Regional upsets: Maybe the problem lies with your office network or ISP. A quick phone call to the help desk, the network administrator or your ISP will let you know. Their problems could involve hardware or software. Service might be down because of severe weather such as a hurricane, an electrical power outage, or physical damage to a data center or its building caused by anything from an accident to an earthquake to an act of terrorism. It's all unlikely -- and all possible. In July 2007, a major electrical outage in San Francisco took down for several hours a data center hosting a number of popular sites, including Craigslist, TypePad, Technorati and Second Life.

Major service provider outages: Simple things can have unexpected consequences, especially for major service providers. In February 2009, millions of Google users lost access for more than two hours as a result of unplanned downtime caused by testing new software during regular data center maintenance.
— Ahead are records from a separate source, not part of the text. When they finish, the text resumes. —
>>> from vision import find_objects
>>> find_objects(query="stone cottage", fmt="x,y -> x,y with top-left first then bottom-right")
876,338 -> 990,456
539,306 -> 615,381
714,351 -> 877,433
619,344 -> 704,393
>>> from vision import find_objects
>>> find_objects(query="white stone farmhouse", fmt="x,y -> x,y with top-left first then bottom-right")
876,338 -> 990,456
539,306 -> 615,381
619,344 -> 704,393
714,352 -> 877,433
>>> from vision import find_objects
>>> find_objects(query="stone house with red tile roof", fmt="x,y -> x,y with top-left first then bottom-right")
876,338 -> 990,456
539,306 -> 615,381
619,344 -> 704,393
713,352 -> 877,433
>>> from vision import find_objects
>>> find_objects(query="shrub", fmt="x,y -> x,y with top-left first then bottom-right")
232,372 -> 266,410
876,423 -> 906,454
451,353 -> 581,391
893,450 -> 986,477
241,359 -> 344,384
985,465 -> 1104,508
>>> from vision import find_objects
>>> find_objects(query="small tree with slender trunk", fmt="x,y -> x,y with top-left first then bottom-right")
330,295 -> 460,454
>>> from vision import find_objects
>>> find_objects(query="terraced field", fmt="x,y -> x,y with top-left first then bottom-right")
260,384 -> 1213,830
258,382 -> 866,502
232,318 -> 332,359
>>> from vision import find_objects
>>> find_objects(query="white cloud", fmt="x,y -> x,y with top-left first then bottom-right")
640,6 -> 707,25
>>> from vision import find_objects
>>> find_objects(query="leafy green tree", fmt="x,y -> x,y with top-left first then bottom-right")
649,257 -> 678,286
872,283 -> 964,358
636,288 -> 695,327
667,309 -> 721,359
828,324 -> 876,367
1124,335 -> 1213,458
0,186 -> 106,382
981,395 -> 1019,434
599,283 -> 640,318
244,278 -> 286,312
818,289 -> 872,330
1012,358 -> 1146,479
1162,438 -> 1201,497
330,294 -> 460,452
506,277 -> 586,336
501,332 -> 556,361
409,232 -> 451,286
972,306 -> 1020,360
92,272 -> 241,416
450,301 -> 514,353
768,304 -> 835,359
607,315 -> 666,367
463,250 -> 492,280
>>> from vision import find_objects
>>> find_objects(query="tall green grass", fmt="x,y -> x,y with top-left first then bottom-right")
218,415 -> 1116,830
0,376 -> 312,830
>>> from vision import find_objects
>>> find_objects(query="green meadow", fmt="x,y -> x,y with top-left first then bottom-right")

Similarly, in February 2008, a two-hour global Hotmail outage occurred, which also affected MSN Messenger and other Microsoft Live services. In July 2001, MSN Messenger was down for up to a week for some users after a disk controller in a database server failed.

Amazon's cloud computing Simple Storage Service, which provides on-demand storage, suffered an outage in February 2008 when a data center's authentication service was overloaded. Similar outages the following June led to speculation that the site was the target of a denial-of-service attack.

A software failure took down parts of eBay intermittently for almost a day in 1998. The online auction site reportedly lost more than $3 million in revenue because of customer refunds and waived fees. After similar problems in 1999, 2002 and 2003, eBay created an outage policy for customers and reassured investors it had resolved reliability issues.

International connections: Despite the wide use of satellites and wireless communications, global communications still depend heavily on fiber-optic cables that cover the planet and connect continents. In December 2008, millions of Web users in the Middle East were put out of communication by damage to a string of underwater cables in the Mediterranean Sea between Italy and Egypt. As much as 70% of all Internet traffic and telephone communications between Europe and Africa was affected, and Internet traffic had to be rerouted through Asia and the U.S. Similar cable damage had occurred less than a year before when ships' anchors had torn through a different section of those same cables.

What to do?

When you lose Internet service, try these few steps before you call for help. First, wait a few minutes; many Internet outages resolve themselves in short order. If you get a timeout message, try again right away. Check all I/O cables, including those attached to your PC, router, network, and cable or DSL modem. If you're on a wireless connection, try plugging in with a cable.

Next, unless there's good reason you cannot or should not do so, try restarting your computer and, if applicable, your router and/or modem. Restart, not reset: just unplug them, wait 30 seconds, then plug them back in again and let them reboot. Nine times out of 10 this will fix the problem. If not, call for help.